Understanding Juneteenth: Celebrating African American Liberation

Understanding Juneteenth: Celebrating African American Liberation

Juneteenth, also known as Freedom Day, is a holiday celebrated on June 19th every year to commemorate the end of legal slavery in the United States. It all began in 1865, when Union General Gordon Granger arrived in Galveston, Texas, informing the last remaining enslaved African Americans of their freedom, two and a half years after the Emancipation Proclamation was signed. Today, Juneteenth is a day of celebration, reflection, and commemoration.

Honoring the holiday

Growing up, Juneteenth was not a holiday that was widely recognized or celebrated by anyone outside of the Black American community. As I grew up and learned more about the history of human trafficking in the United States and abuse that my ancestors survived, Juneteenth was a day of remembrance, reflection, and gratitude for their survival. While celebrating the holiday has always had a festive air, at its base it was a remembrance of those ancestors. It was a celebration of their resilience and strength, and a call to honor their legacy.

Now that Juneteenth is a recognized federal holiday, as with any cultural celebration, well-intentioned individuals who are not part of the community can sometimes miss the mark when attempting to participate. It’s no different than not knowing how to behave respectfully at an acquaintance’s funeral service. It may feel natural to want in on the festivities but there are certain boundaries that need to be observed out of respect. Memorials, for example, are a time to celebrate and honor the life of a lost loved one.

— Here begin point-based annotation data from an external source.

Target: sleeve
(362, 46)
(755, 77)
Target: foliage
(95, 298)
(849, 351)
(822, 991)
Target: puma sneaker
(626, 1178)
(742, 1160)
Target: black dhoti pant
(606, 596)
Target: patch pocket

They are often punctuated with moments of laughter, but they are also filled with an atmosphere of respect. Making light of or trying to monetize a family’s memorial service would be considered outrageously disrespectful. Instead, it’s a common practice among non-family members to provide tangible resources and help create appropriate emotional space for families going through grief. This same level of sensitivity is necessary when celebrating Juneteenth.

Here are some ideas for how to celebrate regardless of your ancestry.

Celebrating Juneteenth as an African American

As an African American, celebrating Juneteenth is a way to honor your heritage and reflect on both the struggles and accomplishments of your ancestors.

Honor the pursuit of freedom

Celebrate your ancestral legacy of courage, resilience, and determination in the fight for freedom and equality. Contemplate how to carry on this legacy by continuing to advocate for justice at home and in the world. Read books, listen to podcasts, or watch online documentaries that tell the story of the African American fight for freedom. Reflect on intersectional struggles for freedom and liberation that persist today.

Attend parades, festivals or community events

Various intergenerational parades, festivals, and other community events are held annually in celebration of Juneteenth, complete with educational activities, music, food and more. Celebrate your heritage in the ways that feel most nourishing to you.

Prepare African American cuisine

One of the best ways to celebrate Juneteenth is by preparing cuisine influenced by traditional West African cuisine. Add a dish or two to your table that your ancestors would have recognized.

Celebrating Juneteenth as a non-African American

While Juneteenth is rooted in African American history, it’s still vital for non-African Americans to participate in the celebrations in a meaningful and respectful way. Here are some ways to celebrate Juneteenth while respecting the holiday’s cultural significance:

Educate yourself and engage with African American culture

Take the time to learn more about the history of Juneteenth, why it’s celebrated, how the pursuit of freedom has looked for Black America over time. Watch documentaries, read books and listen to music directed at African Americans and intercultural audiences. This will enhance your understanding of the holiday and how historical events have shaped Black American society. Check out African American cultural exhibitions and other community events in your local area.

Support African American businesses

Supporting African American businesses is a great way to take part in Juneteenth celebrations. Make an intentional decision to visit Black businesses in your community or online throughout the year.

Amplify Black voices

It’s crucial to recognize the continued struggles that Black people face in the pursuit of social justice and to actively work to amplify their voices. Listen to Black creators and support Black-led social justice organizations.

Juneteenth is personal to me and my heritage. It is a day that symbolizes hope, freedom, and the power of perseverance against unimaginable adversity. Whether you’re African American or not, there’s a place for you in Juneteenth celebrations. It’s up to you to make your celebration meaningful and respectful. Juneteenth is not just another festive day on the calendar, it’s a day of remembrance. Acknowledging that the fight for true equality and justice is far from over. It’s a time for all of us to reflect on the progress made and recommit ourselves to continuing the fight for true equality and justice for all, irrespective of our race, gender, or beliefs.